Rudolph Day, January 2009

The purpose of Rudolph Day is to keep the Christmas spirit all year long. One can prepare Christmas gifts or crafts, watch a Christmas movie, play Christmas music, or read a Christmas book.

For our January edition, here is purportedly the first sound version of A Christmas Carol, Sir Seymour Hicks as Scrooge, from 1935.

For your perusal, a site dedicated to the old paper Christmas village pieces you could find in Woolworths, Grants, Newberrys, Kresges, McCrory, and all the other wonderful "dime stores": Papa Ted's Place.

I have one Christmas project that is nearly completed; one more wooden cutout will do it.

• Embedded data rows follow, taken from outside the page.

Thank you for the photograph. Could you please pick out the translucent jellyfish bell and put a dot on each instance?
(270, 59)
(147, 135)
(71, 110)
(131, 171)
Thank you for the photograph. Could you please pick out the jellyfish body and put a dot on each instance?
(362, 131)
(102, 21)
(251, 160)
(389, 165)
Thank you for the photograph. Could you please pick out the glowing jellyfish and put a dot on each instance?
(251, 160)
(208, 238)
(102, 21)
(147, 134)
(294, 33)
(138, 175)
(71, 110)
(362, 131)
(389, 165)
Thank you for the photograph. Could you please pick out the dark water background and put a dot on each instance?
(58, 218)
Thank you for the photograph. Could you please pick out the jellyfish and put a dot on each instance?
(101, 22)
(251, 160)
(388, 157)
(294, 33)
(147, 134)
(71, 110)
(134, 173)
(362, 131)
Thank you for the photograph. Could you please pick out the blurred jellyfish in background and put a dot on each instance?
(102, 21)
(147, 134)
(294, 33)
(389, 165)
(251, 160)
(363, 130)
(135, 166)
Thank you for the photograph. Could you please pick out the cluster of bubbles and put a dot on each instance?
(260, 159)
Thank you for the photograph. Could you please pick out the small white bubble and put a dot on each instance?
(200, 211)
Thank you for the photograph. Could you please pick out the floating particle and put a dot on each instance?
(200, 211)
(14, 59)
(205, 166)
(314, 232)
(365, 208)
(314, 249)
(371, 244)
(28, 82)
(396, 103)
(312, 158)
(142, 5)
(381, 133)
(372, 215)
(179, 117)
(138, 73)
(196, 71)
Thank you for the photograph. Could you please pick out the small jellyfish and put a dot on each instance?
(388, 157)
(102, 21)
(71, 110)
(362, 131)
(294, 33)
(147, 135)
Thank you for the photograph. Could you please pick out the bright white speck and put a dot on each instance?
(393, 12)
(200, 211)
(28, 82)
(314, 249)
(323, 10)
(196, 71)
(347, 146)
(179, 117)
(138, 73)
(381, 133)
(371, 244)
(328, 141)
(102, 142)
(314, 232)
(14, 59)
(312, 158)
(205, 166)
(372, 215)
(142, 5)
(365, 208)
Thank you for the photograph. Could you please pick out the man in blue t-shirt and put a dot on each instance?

Since I found wrapping paper for 39¢ per roll, I bought three, which fills up my wrapping paper container.

I also finished the book Christmas the World Over by Daniel J. Foley, originally published in 1963. This is a thin, readable volume of celebrations around the world, although it is skewed more to European and North American customs. However, Russia is included, despite the Soviet Union's restrictions upon worship at that time, and even China and Japan are touched upon. Australia abruptly ends with the index! However, since this was published in 1963, there are some fascinating details of customs that have disappeared since the book was published, with Christmas becoming more homogenized. Illustrations are in black and white. Worth getting at a reasonable price if you are interested in different ethnic Christmas celebrations.

27 November 2008

Christmas is Coming!

Christmas is Coming

02 January 2007

On the Ninth Day of Christmas

Busy, busy, busy.

Since the Big Boss was nice enough to give us the day off, I played catchup on all the things I didn't accomplish last week, including the exciting deep cleaning of the master bathroom shower. :-) I decorated two winter sweatshirts, made two signs for the porch (including the one that says "No Solicitors at any time," which I hope will hold off the guy with the loud muffler who keeps bothering me about having our gutters cleaned), painted another sign, fixed up two snowmen as winter decorations (the sled and sign used to say "Merry Christmas"), put up the "library shelf" wall border in the library (this is cool: we found it at School Box; it's 16 feet of "shelves" with books on it—usually the books are fake on these things, but these are real titles, including ones of Hemingway and Richard Wright, Little Women, even Alistair Cooke's America), did another thrilling job of organizing our iron-on patches, sorted laundry, and other exciting housework things! :-)

While I was crafting watched the service for President Ford, then later put the Dish Network holiday music channel on to enjoy it while it lasts.

Also did the tedious job of updating all my website copyright dates; I'm trying to fix up some mistakes made in previous years that happened because I just did simple search-and-replace, so this is taking a bit longer and I still need to finish.

Meanwhile the long, long vacation is over and I'm off to work tomorrow. Need to get my desk set up so I can start the telework process. Tomorrow I'll probably spend several hours just deleting spam e-mails.

Oh, and I uploaded my newest web page, one dedicated to Margaret Sidney's Five Little Peppers series.